Hanoch Gutfreund, Jürgen Renn – „Einstein o Einsteinie. Zapiski autobiograficzne i naukowe” – recenzja i ocena
Hanoch Gutfreund, Jürgen Renn – „Einstein o Einsteinie. Zapiski autobiograficzne i naukowe” – recenzja i ocena
Choć sam twierdził, że nie posiadał żadnych szczególnych uzdolnień, to cechująca go niepohamowana ciekawość doprowadziła do kluczowych odkryć w dziedzinie mechaniki kwantowej i teorii pola. W uznaniu za „wkład do fizyki teoretycznej, zwłaszcza opis prawa efektu fotoelektrycznego” został Laureatem Nagrody Nobla w dziedzinie fizyki za rok 1921.

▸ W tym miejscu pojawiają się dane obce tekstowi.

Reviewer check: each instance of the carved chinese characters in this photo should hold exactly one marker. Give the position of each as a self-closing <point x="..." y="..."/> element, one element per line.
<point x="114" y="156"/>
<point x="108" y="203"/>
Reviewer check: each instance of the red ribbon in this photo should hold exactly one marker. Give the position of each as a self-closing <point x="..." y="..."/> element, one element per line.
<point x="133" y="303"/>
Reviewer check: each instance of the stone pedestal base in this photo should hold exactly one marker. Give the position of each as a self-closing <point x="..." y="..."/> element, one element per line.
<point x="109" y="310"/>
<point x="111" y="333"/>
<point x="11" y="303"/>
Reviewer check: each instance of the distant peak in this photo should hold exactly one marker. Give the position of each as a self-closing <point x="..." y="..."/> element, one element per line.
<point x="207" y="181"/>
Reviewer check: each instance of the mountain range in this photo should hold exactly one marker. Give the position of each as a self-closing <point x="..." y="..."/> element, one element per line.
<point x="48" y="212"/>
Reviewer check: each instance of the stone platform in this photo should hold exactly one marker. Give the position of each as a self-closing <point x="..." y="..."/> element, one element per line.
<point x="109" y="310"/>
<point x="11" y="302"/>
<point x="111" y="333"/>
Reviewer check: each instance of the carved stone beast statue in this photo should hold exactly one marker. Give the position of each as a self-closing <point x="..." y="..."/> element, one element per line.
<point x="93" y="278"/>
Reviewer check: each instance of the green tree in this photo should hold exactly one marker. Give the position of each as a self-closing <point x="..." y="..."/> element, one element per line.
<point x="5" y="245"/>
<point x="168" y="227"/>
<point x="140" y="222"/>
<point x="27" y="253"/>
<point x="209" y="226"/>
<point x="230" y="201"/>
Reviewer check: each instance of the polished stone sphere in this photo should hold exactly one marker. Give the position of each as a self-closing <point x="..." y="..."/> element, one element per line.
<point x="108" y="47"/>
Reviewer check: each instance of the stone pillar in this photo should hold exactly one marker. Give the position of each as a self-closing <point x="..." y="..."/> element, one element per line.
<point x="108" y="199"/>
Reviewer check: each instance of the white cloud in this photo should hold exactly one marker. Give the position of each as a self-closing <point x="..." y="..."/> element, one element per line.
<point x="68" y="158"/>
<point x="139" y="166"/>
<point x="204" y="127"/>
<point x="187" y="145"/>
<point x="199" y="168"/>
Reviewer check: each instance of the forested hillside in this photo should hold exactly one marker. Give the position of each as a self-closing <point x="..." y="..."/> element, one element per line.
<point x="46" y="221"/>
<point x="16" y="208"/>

Genialny uczony uważał, że autobiografie „zazwyczaj są owocem narcyzmu i negatywnych uczuć wobec innych”. Mimo to w 1946 roku, na zaledwie czterdziestu pięciu stronach, sporządził „Zapiski autobiograficzne i naukowe” – być może jedno z najważniejszych dzieł w historii nauki.
Hanoch Gutfreund i Jűrgen Renn napisali książkę, której zadaniem jest popularyzacja myśli genialnego fizyka, zwiększenie dostępności jego „Zapisków” nie tylko wśród miłośników nauk ścisłych i uznanie ich za kanoniczny tekst – nie tylko dla fizyki, ale również dla filozofii. W dodatku nie jest to ich pierwsza praca pisana w podobnej konwencji. I chyba nie można wyobrazić sobie lepszego duetu specjalistów niż dyrektor Instytutu Historii Nauki im. Maxa Plancka w Berlinie oraz dyrektor Centrum Einsteina, odpowiedzialny za własność intelektualną wielkiego uczonego na Uniwersytecie Hebrajskim w Jerozolimie.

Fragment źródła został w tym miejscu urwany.